China is starting a month-long crack down on illegal content circulating through local instant messaging services.
The latest crackdown, announced Tuesday, comes after a terrorist attack in China's Xinjiang region killed 43 people. Police later arrested over 200 suspected militants, who had been chatting over local instant messaging services to organize their activities, according to the nation's state-controlled press.
Among the messaging services used were WeChat and QQ, two of the most popular in the nation and developed by local Internet giant Tencent.
China is targeting rumors, terrorism, and porn-related information as part of the operation. Specifically, authorities want to regulate the way the mobile instant messaging apps can spread information to the public.
"Some people are using these platforms to disseminate unhealthy or illegal and harmful information to the public," China's Xinhua News Agency said.
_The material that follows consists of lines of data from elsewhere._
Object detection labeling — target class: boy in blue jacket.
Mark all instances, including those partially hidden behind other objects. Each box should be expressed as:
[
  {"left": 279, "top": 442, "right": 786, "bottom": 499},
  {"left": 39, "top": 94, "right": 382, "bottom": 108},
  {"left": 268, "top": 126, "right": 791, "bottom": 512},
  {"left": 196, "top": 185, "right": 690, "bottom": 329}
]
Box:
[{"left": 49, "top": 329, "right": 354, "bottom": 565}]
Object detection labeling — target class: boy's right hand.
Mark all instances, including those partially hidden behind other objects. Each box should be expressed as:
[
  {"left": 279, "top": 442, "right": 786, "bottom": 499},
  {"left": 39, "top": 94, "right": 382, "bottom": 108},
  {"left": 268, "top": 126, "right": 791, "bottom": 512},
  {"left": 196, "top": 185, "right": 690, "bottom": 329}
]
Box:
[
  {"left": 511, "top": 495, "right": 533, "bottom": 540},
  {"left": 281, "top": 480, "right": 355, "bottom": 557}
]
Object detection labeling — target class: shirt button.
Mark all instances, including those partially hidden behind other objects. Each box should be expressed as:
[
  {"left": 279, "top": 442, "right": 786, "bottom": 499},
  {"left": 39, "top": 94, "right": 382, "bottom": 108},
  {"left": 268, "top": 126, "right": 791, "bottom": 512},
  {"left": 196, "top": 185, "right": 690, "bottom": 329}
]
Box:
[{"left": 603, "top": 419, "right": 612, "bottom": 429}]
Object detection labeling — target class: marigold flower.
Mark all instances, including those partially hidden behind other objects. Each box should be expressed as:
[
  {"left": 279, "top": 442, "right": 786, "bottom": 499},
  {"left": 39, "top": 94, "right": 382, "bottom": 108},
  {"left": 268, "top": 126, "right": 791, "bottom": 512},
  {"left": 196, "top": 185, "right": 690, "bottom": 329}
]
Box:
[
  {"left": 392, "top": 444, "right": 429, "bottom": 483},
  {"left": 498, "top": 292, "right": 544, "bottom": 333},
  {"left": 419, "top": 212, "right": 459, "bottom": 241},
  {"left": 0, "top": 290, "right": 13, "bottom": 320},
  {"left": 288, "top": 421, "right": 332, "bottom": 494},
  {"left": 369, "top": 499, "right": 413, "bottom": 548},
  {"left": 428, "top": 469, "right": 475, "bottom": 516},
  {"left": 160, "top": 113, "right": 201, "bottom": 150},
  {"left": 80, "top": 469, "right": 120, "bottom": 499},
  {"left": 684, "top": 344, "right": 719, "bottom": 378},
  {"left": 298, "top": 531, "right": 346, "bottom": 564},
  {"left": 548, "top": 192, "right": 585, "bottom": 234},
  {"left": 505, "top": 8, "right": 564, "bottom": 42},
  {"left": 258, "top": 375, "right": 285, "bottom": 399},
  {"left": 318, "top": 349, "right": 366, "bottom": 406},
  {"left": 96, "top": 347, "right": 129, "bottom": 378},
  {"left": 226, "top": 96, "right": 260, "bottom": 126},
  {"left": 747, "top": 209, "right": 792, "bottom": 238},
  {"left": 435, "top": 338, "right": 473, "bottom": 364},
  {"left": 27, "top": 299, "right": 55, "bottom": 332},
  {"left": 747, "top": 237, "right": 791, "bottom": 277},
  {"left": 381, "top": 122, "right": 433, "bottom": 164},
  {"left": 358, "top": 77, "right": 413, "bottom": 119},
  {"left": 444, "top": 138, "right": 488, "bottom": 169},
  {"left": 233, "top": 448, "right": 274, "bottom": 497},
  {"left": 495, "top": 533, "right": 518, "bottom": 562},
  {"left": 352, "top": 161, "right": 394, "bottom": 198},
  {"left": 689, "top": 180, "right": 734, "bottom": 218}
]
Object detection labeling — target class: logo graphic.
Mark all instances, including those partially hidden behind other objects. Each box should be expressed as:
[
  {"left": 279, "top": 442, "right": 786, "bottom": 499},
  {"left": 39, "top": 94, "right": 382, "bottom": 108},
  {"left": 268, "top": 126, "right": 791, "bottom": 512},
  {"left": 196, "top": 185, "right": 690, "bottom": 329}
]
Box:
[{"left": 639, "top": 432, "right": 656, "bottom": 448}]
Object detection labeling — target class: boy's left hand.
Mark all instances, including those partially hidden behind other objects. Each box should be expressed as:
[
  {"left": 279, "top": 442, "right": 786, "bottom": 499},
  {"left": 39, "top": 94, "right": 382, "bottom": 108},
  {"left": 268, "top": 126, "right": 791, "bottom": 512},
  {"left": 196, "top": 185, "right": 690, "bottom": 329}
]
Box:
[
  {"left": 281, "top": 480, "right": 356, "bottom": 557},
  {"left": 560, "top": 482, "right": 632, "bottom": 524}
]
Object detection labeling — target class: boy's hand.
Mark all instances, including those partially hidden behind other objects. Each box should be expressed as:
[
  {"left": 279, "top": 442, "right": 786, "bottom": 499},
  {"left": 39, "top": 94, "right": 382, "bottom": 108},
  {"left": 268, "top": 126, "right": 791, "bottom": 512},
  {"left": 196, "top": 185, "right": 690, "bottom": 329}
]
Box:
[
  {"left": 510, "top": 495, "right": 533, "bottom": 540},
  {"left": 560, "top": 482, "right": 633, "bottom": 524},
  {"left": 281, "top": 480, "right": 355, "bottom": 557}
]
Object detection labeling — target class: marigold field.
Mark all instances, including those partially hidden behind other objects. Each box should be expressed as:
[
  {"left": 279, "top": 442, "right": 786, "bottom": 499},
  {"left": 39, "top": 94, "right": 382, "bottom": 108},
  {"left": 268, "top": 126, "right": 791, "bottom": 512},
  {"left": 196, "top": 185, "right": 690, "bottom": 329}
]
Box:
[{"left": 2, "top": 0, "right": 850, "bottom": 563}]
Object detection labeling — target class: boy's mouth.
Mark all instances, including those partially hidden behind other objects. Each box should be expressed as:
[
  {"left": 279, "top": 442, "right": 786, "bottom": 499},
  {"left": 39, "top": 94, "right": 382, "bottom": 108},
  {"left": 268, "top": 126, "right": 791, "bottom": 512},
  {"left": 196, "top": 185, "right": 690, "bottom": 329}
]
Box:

In total, mobile instant messaging services in China have over 800 million users, the agency added.
Tencent did not immediately comment. Its WeChat app has 355 million monthly active users, most of which are in China.
The company has already been tightening restrictions around WeChat "public accounts", which any user can subscribe to. In March, Tencent shut down certain public accounts known for political writings, claiming that they had violated company policies.
Users, however, complained that the accounts had done nothing wrong, and some of the public accounts were later restored. But China's scrutiny over WeChat is not expected to stop. In November, the government named the product as among the social networking apps that could destabilize the nation if not properly controlled.